そのページは改修するのにコストがかかるページだったので、早めに仮説を検証することができて、開発コストの削減に繋がりました。
Q.まさに、レポート等で同じ指摘が書いてあっても、文字で読むのと、実際に動画で見るのは、感じ方が違いますよね。この違いは何なんでしょう。
川野:文字では全てが同じ濃度で、文字の背景にあるものを読み取りにくいですが、動画ではユーザーが真剣に考えて発している言葉だということがわかります。そういう言葉は伝わり方が違います。真剣に使っている方の感情がこもった意見は刺さりました。
動画で見ていると、悩みながら検討されている様子や、言葉にこもった感情などが伝わってきます。動画には、そういった数値ではわからない肌感覚みたいなものがあると感じます。
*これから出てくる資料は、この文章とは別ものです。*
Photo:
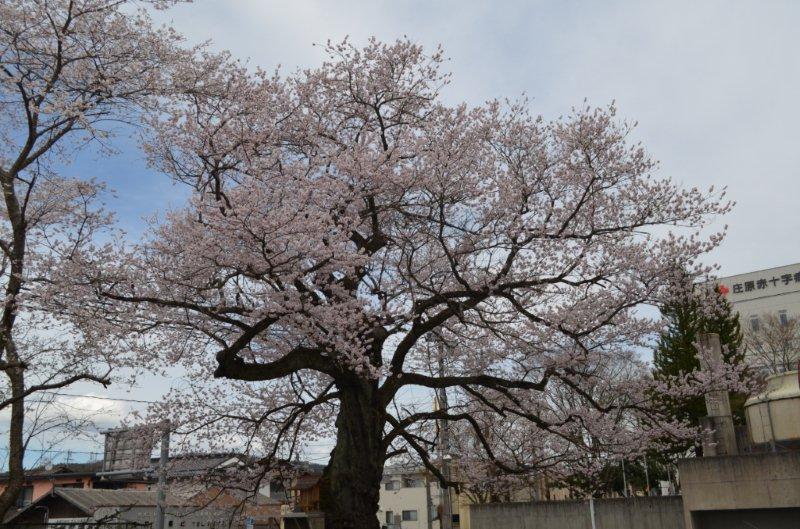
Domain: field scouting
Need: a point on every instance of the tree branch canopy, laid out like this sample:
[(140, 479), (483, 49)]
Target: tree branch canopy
[(348, 228)]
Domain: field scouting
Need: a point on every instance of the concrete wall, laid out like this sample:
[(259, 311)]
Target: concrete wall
[(631, 513), (753, 481)]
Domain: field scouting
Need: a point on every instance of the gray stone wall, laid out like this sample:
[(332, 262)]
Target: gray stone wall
[(622, 513)]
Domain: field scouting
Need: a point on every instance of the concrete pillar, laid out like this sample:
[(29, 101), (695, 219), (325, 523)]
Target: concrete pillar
[(719, 438)]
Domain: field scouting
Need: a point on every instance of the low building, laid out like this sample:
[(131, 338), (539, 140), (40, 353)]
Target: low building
[(67, 507), (407, 499)]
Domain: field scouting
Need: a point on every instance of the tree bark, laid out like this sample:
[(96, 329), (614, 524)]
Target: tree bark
[(16, 448), (351, 482)]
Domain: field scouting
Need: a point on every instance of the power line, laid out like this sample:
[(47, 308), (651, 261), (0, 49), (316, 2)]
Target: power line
[(119, 399)]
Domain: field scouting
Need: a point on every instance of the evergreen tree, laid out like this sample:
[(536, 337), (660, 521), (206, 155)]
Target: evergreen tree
[(676, 353)]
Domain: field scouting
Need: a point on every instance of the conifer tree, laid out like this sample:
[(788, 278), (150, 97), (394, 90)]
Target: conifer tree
[(676, 354)]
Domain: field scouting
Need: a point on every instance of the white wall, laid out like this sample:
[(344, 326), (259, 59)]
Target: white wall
[(405, 499)]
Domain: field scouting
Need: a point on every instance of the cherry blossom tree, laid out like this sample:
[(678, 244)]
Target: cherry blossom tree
[(69, 70), (354, 242), (772, 346)]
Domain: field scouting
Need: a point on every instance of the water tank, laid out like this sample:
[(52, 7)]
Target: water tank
[(773, 417)]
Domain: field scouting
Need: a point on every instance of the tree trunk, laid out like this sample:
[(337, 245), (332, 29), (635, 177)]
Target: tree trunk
[(351, 482), (16, 449)]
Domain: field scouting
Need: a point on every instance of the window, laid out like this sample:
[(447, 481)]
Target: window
[(413, 482)]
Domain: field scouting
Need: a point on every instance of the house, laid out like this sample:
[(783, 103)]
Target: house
[(74, 506), (303, 510), (184, 473), (65, 506), (43, 479)]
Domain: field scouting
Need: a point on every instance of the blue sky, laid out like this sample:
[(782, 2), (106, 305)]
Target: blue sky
[(712, 84)]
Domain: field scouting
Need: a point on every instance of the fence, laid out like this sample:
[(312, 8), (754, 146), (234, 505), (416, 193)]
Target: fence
[(79, 525), (659, 512)]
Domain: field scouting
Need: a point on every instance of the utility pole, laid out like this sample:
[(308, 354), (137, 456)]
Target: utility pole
[(161, 495), (446, 518), (624, 479), (719, 435)]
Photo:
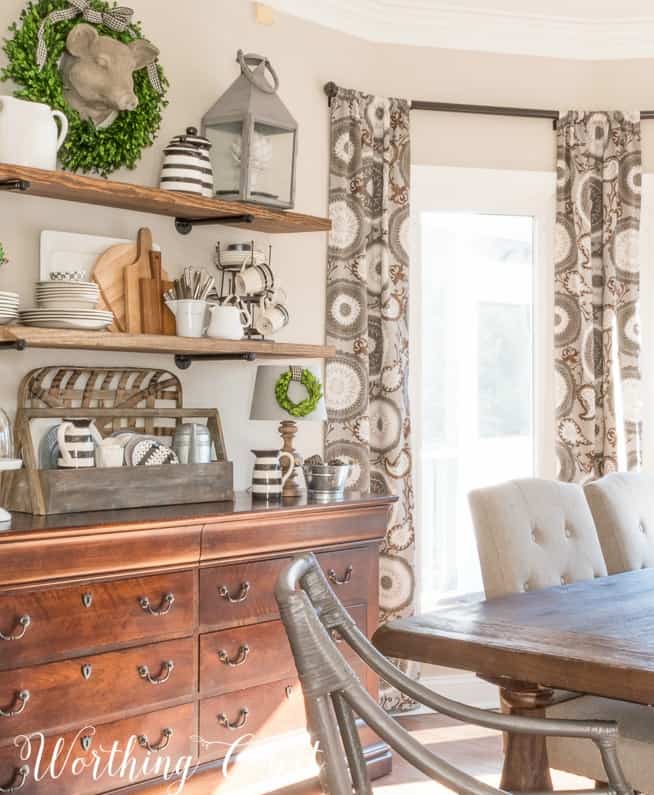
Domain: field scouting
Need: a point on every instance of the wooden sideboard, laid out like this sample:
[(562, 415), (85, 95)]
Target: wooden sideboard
[(157, 630)]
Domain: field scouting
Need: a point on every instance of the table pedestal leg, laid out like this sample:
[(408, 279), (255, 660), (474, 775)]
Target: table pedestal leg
[(526, 767)]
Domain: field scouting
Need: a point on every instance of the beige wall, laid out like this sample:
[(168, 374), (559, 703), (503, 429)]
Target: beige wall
[(198, 51)]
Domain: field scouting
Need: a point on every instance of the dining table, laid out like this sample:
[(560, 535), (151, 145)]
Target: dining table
[(593, 637)]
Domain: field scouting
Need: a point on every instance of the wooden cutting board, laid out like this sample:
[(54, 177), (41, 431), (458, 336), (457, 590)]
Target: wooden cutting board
[(108, 274), (139, 269), (151, 297)]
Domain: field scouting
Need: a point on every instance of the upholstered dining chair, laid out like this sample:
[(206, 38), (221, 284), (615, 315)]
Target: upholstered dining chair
[(534, 534), (622, 505), (333, 695)]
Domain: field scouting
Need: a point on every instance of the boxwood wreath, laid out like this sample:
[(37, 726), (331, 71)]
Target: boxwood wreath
[(86, 148), (308, 381)]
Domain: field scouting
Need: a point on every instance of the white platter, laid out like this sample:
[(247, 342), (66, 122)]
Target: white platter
[(66, 303), (80, 324), (68, 251)]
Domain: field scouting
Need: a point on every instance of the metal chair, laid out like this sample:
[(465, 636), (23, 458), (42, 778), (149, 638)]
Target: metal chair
[(334, 695)]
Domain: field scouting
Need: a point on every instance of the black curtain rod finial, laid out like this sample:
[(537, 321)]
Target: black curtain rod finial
[(331, 89)]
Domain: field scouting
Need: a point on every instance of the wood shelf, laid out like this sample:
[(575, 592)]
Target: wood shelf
[(65, 339), (182, 206)]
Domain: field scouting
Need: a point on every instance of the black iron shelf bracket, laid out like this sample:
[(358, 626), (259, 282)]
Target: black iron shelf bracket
[(184, 361), (21, 185), (13, 345), (185, 225)]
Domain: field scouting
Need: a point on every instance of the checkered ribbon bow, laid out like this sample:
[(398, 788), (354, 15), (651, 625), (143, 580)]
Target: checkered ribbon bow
[(118, 19)]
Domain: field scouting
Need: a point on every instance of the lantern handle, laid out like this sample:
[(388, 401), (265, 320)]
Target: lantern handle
[(250, 58)]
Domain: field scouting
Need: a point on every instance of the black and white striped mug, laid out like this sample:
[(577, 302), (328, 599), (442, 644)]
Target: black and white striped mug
[(77, 440), (267, 478)]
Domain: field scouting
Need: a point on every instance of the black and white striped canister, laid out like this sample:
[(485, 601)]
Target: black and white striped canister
[(187, 165)]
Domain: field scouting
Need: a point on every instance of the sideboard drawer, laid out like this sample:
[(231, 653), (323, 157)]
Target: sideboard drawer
[(97, 686), (133, 733), (257, 712), (239, 658), (244, 593), (60, 622)]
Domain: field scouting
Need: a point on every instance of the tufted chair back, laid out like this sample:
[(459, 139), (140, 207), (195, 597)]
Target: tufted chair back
[(622, 505), (533, 534)]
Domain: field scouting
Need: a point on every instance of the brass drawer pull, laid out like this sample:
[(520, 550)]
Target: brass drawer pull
[(333, 577), (165, 606), (164, 676), (22, 697), (238, 723), (22, 773), (166, 734), (240, 658), (24, 624), (241, 596)]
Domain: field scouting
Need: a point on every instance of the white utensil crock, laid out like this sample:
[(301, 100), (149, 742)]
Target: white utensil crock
[(190, 316), (28, 133)]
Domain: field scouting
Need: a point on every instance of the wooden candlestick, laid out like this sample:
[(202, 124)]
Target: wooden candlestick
[(293, 487)]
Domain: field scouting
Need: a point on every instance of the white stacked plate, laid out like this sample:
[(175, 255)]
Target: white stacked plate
[(8, 307), (87, 319), (67, 295)]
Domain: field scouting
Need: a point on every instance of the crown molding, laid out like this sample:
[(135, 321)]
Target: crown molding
[(441, 25)]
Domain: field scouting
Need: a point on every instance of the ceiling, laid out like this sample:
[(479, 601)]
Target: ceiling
[(579, 29)]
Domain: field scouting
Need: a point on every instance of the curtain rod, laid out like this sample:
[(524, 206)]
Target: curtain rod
[(331, 90)]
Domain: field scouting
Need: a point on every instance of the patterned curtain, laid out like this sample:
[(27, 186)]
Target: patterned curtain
[(367, 383), (597, 335)]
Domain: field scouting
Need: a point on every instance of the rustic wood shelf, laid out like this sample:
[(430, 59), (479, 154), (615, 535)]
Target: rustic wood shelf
[(186, 208), (185, 349)]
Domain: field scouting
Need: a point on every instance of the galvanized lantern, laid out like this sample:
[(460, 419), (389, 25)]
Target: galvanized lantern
[(253, 137)]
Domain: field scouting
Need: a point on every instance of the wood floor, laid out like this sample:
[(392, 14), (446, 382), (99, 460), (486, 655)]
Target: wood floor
[(478, 751)]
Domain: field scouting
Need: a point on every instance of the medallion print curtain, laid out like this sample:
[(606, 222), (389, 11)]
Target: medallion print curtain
[(367, 320), (597, 335)]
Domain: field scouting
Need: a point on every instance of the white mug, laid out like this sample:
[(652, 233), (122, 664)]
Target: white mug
[(190, 316), (256, 279), (270, 317), (110, 453)]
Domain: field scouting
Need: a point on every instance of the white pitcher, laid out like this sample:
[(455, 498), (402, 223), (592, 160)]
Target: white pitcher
[(28, 133), (227, 320)]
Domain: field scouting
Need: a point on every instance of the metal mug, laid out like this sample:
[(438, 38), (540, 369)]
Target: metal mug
[(270, 317), (255, 279)]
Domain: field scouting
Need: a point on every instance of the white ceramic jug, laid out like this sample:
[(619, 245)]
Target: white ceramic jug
[(227, 320), (190, 316), (28, 133)]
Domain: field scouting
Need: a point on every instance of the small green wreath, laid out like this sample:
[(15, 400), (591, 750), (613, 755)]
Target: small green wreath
[(309, 382), (86, 148)]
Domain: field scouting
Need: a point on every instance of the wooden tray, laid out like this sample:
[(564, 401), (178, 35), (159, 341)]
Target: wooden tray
[(146, 400)]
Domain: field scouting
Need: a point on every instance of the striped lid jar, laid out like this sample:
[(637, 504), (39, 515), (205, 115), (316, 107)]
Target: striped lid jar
[(187, 165)]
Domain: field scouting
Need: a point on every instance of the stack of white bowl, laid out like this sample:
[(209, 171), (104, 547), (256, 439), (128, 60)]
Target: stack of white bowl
[(67, 304), (8, 307)]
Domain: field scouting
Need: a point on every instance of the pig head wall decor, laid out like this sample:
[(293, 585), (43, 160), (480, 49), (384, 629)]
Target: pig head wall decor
[(97, 73)]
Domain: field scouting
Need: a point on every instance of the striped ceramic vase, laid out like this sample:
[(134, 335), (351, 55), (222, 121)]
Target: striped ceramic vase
[(187, 165), (267, 478)]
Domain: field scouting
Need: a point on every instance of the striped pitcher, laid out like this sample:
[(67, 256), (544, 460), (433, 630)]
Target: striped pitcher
[(267, 478)]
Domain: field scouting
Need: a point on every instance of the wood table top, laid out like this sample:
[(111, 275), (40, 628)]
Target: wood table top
[(592, 637), (26, 526)]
また、レポートでは「このページの感想」だけが切り出されてしまいがちですが、実際には「なぜそうなったか」という前後の文脈がとても大事だと思っています。「どういう使い方をした結果」「どういうことを言っていて」「その結果どういう行動をしたのか」を一連の流れで見れることで、別の角度から新たな施策のヒントが出てくることもあります。動画は、この流れがよく分かるので、そこもメリットだと感じました。
Q.その他何かありますか。
川野:モニタを選ぶ際にフリーアンサーがしっかり回答されているので、モニタ選びの判断材料として非常に役立ちました。
こちらで設定した選定条件の質問に対して、モニタ候補の回答を見ながら選定できたことは良かったです。
Q.逆に「もっとこうしてほしい」「改善すべき点」があれば教えてください。
川野:リモート調査のデメリットだと思いますが、対面調査ほどしっかりモニタの方とコミュニケーションを取れないので、調査をする上での意識のすり合わせや回答の深度に個人差が出てしまうことがあります。その時なにを考えているかを知りたいのですが、思考を引き出す人がその場にいないというのはやはりリモートならではの難しさです。バラつきなく思考を引き出せていたらさらに良かったです。
Q.おっしゃる通りですね。大事な点です。その他どうでしょう。
川野:どの調査会社でもあることですが、たくさん集まるモニタ候補者の中から一人一人情報を確認してご依頼するモニタを選ぶ作業が大変です。
希望としては、フリーアンサーの回答を踏まえたおすすめがある程度整理されていると助かります。
また、リモート調査のモニタの方は「普段からインターネットを利用する層」が多いと思うので、「インターネットに触れる機会が少ない層」の声を拾いにくいという点は理解しておくべきだと思います。そういった偏りがなく、さまざまなタイプの様子が知れるようになったら嬉しいです。
「制作者視点」に陥らないために、ユーザーを見ることが重要
Q.今後の期待など、メッセージがあればぜひお願いします。
川野:どんなにUXの概念を理解しても、定量・定性で得たデータを実際のユーザー行動に紐づけられないと意味がないと感じます。ユーザーは何をしてどう感じているのか、制作者視点で考えるだけでなく、ユーザー視点で考えることが、意味のある仮説につながるのだと思います。